The Messy Joys of Being Human
Despite the title, this is a self-help tome.
Even though my first thought as I plunged into this was “I’ve heard all of this before,” I couldn’t help noticing that it was transmitted differently.
I think the most admirable quality this author possesses is the ability to be optimistic despite everything that’s happened and continues to happen around us. On the other hand it’s got a light style that makes me wonder how much I’ll remember when I’m done.
I love that she’s a fellow grok. . . person.

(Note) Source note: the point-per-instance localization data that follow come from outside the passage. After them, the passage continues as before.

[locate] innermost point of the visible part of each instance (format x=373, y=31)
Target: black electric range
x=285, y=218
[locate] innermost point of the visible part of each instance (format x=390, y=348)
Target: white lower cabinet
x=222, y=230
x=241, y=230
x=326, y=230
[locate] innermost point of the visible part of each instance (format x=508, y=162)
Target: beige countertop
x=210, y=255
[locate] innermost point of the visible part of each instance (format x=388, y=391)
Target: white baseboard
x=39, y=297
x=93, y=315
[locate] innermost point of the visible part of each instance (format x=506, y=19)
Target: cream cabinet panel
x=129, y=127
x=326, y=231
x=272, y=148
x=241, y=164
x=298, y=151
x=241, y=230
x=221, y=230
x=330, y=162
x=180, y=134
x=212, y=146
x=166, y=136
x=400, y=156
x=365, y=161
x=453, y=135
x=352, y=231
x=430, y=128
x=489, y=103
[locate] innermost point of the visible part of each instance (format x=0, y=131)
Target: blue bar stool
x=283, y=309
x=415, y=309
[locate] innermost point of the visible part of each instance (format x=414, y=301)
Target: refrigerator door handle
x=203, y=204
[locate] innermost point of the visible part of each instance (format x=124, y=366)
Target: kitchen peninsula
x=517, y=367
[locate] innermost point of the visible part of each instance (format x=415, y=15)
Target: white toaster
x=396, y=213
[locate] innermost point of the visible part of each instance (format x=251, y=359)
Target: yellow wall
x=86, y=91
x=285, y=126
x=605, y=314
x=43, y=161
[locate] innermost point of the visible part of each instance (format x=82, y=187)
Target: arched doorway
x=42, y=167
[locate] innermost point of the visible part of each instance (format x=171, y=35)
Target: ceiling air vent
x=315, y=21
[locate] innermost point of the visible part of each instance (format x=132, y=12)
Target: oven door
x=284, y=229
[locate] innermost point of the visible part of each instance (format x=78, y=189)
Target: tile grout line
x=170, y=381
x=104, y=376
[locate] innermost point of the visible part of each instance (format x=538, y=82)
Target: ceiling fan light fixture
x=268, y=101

Someday we may share water.
Years ago this would have been called new age; now it just feels normal.

The Sign of the Serpent
This volume, second in the series, revolves around Marisol and her search for the killer of her father, as well as going after Mannix and Indra for killing the council or something.
For the most part it feels a lot like the first, which is mostly a good thing, but in the end I didn’t like this one as much. The ending was the problem, as while I enjoy puzzles, it’s only those I have a chance to solve, and I wasn’t given the opportunity here. There were simply too many switches: Is the bad guy good instead? Is the bad girl just a pawn? Mood whiplash.
As always I like Marisol, but she wasn’t nearly as smart in this one; clever, but being dumb at important times to service the plot. Annoyed by the cliffhanger ending.

Romancing the Rogue
The owner of a castle dies, having forgotten he’d taken charge of an orphan years ago. The new heir gives her a month to find a husband and move out. Her old crush shows up, but she wants nothing to do with him, whereas he realizes his mistake and wants her now.
This is an earlier book than most I’ve read by this author. It’s not as fabulous, but you can see the underpinnings of the technique and humor she would develop in her later series. Definitely worth the read.

Life, Death, and Cellos
Bad seafood leads to a corpulent conductor—I love alliteration—suffering a heart attack in the musical saddle. Then the orchestra’s problems really start. There’s a Strad involved. The new conductor is having an affair with more than one cellist.
There’s a lot of musical explanations, intended to teach us non-musicians, but even this is too technical, so it came across as boring. Listed as a mystery, but it really isn’t. Told in a tongue-in-cheek style that tries to be like Hitchhiker’s Guide to the Galaxy, but despite some humor it’s nowhere near that level.
My fave characters are Erin and the cop who gets obsessed by the Strad. We’ll probably be seeing more of him in the sequels, which are sure to come.

Big Nate: Payback Time!
Collection #3000 or so of the long-running comic strip, featuring an almost-loveable grade school loser and his silly shenanigans.
As a former soccer goalie, I was a little insulted by the first plotline, but I’ll let it pass for now.
He wins more often than he has before, but Nate wouldn’t be Nate if he didn’t fall on his face all the time. But I like that he’s always optimistic, no matter how misplaced.
I’m so glad my father doesn’t watch YouTube. . .
Nate’s talking about how cool it would be to be a profiler while I’m watching Criminal Minds.
There isn’t much left to say. If you liked it before, you’ll like it now. If you’ve never seen it, it’s worth a try. Think of it as a slightly edgier Peanuts.

Book Learnin’
I’d read one of these comic collections, and gave it my highest rating, so of course I took a chance on this one.
The first section is on art, very little of it memorable. The best joke was on hat fashion.
“Giraffe pimp” snuck up on me.
A whale singing about big butts is just wrong.
Don’t tell anybody I laughed at the car/plane joke.
Do make copies of the certificate at the end.
Unfortunately this volume wasn’t anywhere near as good as the first. Even on its own it didn’t bring that many chuckles.

Lucy: Speak Out!
Is there really anything left to be said? They’re Peanuts comic strips. After doing collections loosely based on topics like dancing, these feature a certain character, though in this case Lucy is not in every plotline.
Funniest: Santa Claus and his rain gear.
I will never forgive for “barking up the wrong tree.” “Flaw in the ointment” wasn’t any better.
Never knew Marcie had a crush on Chuck.
Find out what happens when Lucy DOESN’T pull the football away. . .
At the end there’s a section on the author’s support of women’s sports.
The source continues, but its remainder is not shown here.